Richard Feldman (Feb 26 2025 at 17:17):

I think this because of the "trailing commas mean render multiline, and no trailing comma means don't" design in conjunction with parens-and-commas

Richard Feldman (Feb 26 2025 at 17:18):

if we want a multiline function application, we can do a trailing comma to indicate multiline mode (and unlike whitespace application, the case of "have the first arg on the same line but everything else is on a different line" would look weird and I don't think should be supported anymore)

Richard Feldman (Feb 26 2025 at 17:18):

this makes me wonder if we should try just having the formatter manage blank lines automatically

Richard Feldman (Feb 26 2025 at 17:19):

like it just has a rule for where they do and don't go, and it puts them in accordingly

Richard Feldman (Feb 26 2025 at 17:19):

it might be annoying (I'm not sure), but at that point the only user-configurable aspect of whitespace is "does this comma-separated thing render in single-line or multiline mode?" and that is determined entirely by whether it has a trailing comma or not

Richard Feldman (Feb 26 2025 at 17:20):

kinda seems worth trying to me, just to see how it feels in practice?

Anton (Feb 26 2025 at 17:26):

Richard Feldman said:

this makes me wonder if we should try just having the formatter manage blank lines automatically

I feel very strongly about my blank lines and use them significantly more than the average dev :p

Sam Mohr (Feb 26 2025 at 17:53):

I also feel as Anton does, and I believe so does @Luke Boswell

Sam Mohr (Feb 26 2025 at 17:54):

Though there are some places that I think we should consider removing them that I mentioned to Luke but never firmed up enough to make a discussion about

Sam Mohr (Feb 26 2025 at 17:54):

The main one being newlines between a functions args and the first line of its body

Sam Mohr (Feb 26 2025 at 17:55):

Which now could be simplified to the rule "no blank newlines between an opening curly brace and its body's first line"

Sam Mohr (Feb 26 2025 at 17:56):

And maybe "always add a newline above the return expression of a function unless the body has only one expression"
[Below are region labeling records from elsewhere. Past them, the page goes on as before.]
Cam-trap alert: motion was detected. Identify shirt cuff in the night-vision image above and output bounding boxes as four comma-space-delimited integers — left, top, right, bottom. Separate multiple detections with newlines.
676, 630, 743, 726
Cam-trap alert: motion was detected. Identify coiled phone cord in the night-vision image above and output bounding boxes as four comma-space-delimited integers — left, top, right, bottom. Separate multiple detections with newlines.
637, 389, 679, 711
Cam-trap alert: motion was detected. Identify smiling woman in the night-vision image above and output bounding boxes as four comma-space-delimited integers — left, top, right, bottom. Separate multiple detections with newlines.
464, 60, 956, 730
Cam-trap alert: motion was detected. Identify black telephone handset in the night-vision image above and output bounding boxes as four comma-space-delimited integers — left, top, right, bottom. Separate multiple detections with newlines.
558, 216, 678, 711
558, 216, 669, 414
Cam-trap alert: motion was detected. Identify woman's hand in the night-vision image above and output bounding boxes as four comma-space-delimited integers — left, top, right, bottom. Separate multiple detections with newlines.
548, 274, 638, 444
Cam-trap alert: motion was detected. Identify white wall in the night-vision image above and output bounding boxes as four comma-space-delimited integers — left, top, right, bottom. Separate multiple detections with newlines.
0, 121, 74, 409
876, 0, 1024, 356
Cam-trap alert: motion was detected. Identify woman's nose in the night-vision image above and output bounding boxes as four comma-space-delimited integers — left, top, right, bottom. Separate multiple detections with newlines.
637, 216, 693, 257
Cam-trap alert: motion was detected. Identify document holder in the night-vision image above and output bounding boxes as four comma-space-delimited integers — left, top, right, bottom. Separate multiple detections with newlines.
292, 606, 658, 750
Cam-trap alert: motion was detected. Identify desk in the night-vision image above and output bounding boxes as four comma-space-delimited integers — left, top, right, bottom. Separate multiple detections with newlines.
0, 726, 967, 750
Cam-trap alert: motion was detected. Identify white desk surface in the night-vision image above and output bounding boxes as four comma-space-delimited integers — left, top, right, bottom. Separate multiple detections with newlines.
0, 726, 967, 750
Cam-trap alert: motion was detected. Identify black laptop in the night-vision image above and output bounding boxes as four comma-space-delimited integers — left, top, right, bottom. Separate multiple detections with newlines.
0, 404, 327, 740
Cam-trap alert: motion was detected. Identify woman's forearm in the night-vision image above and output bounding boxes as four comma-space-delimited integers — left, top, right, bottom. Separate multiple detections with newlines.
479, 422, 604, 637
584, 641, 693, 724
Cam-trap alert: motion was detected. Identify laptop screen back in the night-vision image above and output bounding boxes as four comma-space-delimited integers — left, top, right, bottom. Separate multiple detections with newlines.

Sam Mohr (Feb 26 2025 at 17:57):

But that one is tricky, like what about if your function ends with some Stdout.line calls, those aren't normal "I'm returning something useful" lines

Brendan Hansknecht (Feb 26 2025 at 18:10):

I feel like if you have more then 2 blank lines they definitely should be colapsed

Brendan Hansknecht (Feb 26 2025 at 18:11):

If you really want them....add comments

Brendan Hansknecht (Feb 26 2025 at 18:11):

I totally see the general argument for 2 blank lines between important things for visual separation

Brendan Hansknecht (Feb 26 2025 at 18:12):

That said, I think the formatter should manage blank lines. (Again, comments are the way to complete freedom)
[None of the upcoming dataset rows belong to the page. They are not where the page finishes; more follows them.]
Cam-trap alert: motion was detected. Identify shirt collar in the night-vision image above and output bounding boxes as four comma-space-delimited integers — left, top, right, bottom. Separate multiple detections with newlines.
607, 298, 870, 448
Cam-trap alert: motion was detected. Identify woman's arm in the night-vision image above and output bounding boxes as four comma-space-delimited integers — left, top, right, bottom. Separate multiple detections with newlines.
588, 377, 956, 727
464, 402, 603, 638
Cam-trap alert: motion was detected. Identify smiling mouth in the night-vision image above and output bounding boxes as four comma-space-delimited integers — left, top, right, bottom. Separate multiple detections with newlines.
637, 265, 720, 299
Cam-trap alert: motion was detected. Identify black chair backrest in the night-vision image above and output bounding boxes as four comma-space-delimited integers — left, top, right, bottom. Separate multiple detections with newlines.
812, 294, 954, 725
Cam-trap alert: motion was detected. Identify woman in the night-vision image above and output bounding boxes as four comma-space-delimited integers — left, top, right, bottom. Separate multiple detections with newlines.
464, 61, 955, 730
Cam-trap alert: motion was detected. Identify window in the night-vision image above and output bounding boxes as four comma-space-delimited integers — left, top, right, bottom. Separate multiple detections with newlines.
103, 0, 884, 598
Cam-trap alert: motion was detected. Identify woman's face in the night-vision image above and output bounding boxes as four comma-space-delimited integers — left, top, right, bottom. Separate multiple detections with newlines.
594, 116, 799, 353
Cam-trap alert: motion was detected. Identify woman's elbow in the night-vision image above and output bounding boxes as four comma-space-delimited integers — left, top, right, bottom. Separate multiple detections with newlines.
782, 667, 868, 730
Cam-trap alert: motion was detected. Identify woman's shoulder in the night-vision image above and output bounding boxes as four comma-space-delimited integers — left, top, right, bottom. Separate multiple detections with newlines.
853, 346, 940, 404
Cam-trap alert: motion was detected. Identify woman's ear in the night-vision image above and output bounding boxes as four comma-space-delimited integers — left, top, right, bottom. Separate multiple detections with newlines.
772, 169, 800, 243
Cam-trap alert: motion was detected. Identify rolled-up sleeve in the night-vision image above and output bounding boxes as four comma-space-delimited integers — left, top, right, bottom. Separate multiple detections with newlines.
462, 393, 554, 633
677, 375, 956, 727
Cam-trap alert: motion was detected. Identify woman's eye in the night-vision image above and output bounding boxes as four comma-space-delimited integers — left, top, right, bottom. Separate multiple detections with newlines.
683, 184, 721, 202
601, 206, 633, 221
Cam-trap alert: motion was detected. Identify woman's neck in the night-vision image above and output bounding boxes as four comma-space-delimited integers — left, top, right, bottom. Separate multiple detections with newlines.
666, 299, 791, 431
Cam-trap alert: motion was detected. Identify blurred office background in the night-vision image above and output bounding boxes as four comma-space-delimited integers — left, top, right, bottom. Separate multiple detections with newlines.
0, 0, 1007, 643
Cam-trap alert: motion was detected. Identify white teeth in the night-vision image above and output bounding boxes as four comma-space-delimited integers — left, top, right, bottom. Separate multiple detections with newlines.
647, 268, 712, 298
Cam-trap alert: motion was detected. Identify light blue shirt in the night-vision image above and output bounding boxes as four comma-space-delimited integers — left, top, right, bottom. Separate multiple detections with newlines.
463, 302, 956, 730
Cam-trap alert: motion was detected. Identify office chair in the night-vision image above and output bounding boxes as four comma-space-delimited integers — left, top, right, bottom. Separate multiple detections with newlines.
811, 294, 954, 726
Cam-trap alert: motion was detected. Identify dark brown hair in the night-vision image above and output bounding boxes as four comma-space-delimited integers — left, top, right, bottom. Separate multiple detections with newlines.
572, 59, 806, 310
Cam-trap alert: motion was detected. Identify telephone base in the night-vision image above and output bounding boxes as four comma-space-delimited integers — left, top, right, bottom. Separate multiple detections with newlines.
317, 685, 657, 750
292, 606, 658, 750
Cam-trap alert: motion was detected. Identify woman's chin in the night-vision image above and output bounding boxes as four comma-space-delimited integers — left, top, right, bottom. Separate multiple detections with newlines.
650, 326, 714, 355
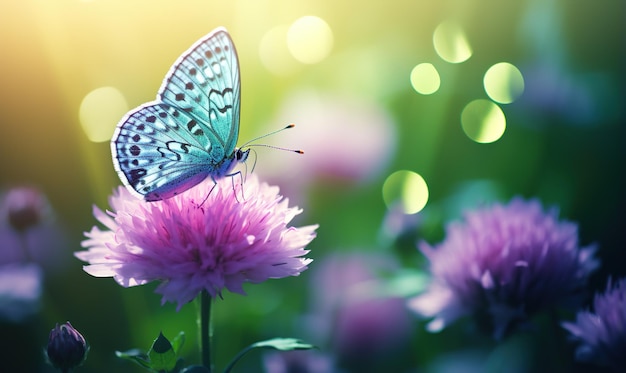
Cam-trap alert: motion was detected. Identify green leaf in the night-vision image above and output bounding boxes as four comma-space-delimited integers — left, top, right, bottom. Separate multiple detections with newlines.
172, 332, 185, 356
115, 348, 152, 370
180, 365, 210, 373
250, 338, 315, 351
148, 333, 176, 372
224, 338, 316, 373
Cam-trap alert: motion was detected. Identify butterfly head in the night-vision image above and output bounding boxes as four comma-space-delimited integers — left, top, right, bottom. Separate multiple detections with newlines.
235, 148, 250, 162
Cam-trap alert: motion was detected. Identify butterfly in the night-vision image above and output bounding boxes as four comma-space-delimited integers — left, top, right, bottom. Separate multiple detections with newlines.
111, 27, 250, 201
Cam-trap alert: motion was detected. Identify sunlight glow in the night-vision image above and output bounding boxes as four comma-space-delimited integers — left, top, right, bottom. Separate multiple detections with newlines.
483, 62, 524, 104
411, 63, 441, 95
79, 87, 128, 142
383, 170, 428, 214
259, 25, 298, 76
287, 16, 333, 64
433, 21, 472, 63
461, 100, 506, 144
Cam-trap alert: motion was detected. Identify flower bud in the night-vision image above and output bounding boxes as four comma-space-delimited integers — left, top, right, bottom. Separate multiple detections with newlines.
47, 321, 89, 372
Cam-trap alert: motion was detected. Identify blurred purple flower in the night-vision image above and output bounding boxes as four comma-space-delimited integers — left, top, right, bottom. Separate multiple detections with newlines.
562, 278, 626, 372
409, 198, 598, 339
257, 92, 396, 202
307, 253, 413, 372
75, 175, 317, 309
0, 186, 67, 270
0, 264, 43, 322
46, 321, 89, 372
2, 187, 51, 232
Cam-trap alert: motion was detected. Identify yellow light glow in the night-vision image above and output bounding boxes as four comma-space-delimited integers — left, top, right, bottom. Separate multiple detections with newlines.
433, 21, 472, 63
287, 16, 333, 64
383, 170, 428, 214
411, 63, 441, 95
79, 87, 128, 142
483, 62, 524, 104
461, 100, 506, 144
259, 25, 298, 76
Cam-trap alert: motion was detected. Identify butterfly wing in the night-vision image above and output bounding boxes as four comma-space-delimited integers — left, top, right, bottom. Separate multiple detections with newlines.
111, 28, 240, 201
111, 103, 223, 201
157, 28, 241, 155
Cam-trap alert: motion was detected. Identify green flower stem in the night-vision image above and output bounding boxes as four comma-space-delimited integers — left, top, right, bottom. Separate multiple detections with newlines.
200, 290, 213, 372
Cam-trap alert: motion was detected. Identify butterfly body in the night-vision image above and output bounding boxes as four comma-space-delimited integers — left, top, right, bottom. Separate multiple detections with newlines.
111, 28, 243, 201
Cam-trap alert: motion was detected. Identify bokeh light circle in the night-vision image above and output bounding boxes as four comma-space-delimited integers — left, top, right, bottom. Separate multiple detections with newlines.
287, 16, 333, 64
461, 99, 506, 144
483, 62, 524, 104
259, 25, 298, 76
433, 21, 472, 63
78, 87, 129, 142
411, 63, 441, 95
383, 170, 428, 214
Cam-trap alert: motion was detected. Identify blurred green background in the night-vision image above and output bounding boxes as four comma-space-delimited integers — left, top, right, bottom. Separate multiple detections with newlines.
0, 0, 626, 372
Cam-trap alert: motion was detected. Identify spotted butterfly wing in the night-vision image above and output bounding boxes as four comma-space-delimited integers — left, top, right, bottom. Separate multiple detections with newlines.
111, 28, 241, 201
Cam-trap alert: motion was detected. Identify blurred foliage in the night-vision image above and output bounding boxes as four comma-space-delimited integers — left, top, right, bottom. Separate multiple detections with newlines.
0, 0, 626, 373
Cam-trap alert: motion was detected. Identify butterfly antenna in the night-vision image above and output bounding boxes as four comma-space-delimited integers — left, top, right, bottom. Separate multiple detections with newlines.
239, 123, 304, 154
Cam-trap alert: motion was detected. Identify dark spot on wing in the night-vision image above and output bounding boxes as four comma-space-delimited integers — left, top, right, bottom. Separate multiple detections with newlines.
129, 168, 148, 184
129, 145, 145, 154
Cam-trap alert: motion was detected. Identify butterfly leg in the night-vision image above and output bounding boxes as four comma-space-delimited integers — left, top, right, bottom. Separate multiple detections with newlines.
197, 176, 217, 208
226, 171, 246, 202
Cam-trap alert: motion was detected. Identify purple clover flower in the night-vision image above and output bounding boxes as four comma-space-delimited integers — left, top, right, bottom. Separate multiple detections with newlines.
46, 321, 89, 372
75, 175, 317, 309
409, 198, 598, 339
562, 278, 626, 372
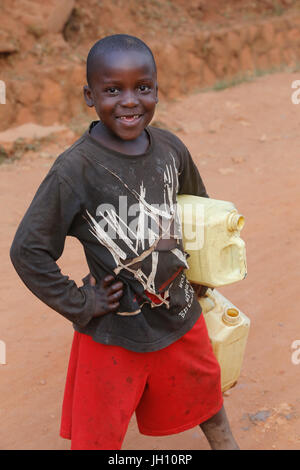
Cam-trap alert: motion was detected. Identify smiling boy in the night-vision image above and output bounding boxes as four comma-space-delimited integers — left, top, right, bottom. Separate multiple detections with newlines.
10, 35, 238, 450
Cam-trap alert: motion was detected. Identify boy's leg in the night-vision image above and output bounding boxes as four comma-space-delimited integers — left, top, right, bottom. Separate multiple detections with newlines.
200, 406, 239, 450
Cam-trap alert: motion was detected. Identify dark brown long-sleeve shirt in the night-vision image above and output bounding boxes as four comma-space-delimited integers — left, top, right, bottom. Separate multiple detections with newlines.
10, 122, 207, 352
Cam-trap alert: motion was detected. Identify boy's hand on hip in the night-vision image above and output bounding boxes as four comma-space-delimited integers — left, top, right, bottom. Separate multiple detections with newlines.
85, 274, 123, 317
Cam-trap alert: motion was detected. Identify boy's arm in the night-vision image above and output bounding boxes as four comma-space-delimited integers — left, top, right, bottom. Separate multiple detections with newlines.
178, 141, 209, 197
10, 170, 95, 326
178, 140, 209, 297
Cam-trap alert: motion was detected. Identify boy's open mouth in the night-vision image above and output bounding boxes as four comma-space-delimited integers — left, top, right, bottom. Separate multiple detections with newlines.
117, 114, 142, 122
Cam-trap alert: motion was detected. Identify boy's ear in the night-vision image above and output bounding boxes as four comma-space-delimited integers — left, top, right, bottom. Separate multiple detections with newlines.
83, 85, 94, 108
Brendan Hansknecht (Feb 26 2025 at 18:14):

If I were to write the rule it would probably 1 or 2 blank lines allowed between top levels.
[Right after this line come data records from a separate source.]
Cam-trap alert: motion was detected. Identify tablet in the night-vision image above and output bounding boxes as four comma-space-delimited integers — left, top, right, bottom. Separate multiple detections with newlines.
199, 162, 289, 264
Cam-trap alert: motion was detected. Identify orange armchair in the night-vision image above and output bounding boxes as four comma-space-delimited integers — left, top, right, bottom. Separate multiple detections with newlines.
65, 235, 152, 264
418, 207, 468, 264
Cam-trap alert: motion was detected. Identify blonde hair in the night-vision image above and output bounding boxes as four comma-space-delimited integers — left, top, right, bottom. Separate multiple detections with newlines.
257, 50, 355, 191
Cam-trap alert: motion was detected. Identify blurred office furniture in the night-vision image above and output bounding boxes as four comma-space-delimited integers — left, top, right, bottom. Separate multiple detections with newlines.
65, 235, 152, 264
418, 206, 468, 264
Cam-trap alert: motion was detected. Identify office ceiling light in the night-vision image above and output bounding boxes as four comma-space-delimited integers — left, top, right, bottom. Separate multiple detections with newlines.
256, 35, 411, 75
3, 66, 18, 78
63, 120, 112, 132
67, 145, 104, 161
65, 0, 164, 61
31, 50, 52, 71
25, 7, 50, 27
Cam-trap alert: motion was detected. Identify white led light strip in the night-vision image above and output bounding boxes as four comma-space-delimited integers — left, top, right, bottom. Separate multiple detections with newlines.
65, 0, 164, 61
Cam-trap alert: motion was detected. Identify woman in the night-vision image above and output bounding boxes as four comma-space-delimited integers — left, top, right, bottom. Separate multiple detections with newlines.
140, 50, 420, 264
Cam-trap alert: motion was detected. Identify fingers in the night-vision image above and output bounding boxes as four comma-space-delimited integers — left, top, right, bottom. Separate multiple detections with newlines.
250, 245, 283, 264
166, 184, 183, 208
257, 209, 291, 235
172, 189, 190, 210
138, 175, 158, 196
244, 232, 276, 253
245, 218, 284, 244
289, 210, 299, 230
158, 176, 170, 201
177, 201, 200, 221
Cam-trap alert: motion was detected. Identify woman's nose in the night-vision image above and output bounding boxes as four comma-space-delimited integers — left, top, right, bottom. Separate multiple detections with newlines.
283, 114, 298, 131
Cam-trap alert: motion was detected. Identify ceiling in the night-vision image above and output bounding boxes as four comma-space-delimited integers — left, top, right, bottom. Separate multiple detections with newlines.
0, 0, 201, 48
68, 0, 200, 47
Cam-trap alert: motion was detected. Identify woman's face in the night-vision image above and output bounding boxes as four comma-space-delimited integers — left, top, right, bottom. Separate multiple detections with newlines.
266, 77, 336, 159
1 or 0 blank lines between other things.

No blank lines after open brackets or before closing brackets.

Brendan Hansknecht (Feb 26 2025 at 18:15):

Hmm...though for top level single line expression zero blank lines can be nice (like a block of constants)

Anthony Bullard (Feb 26 2025 at 18:55):

What Richard described was basically what I was going to do

Last updated: Aug 17 2025 at 12:14 UTC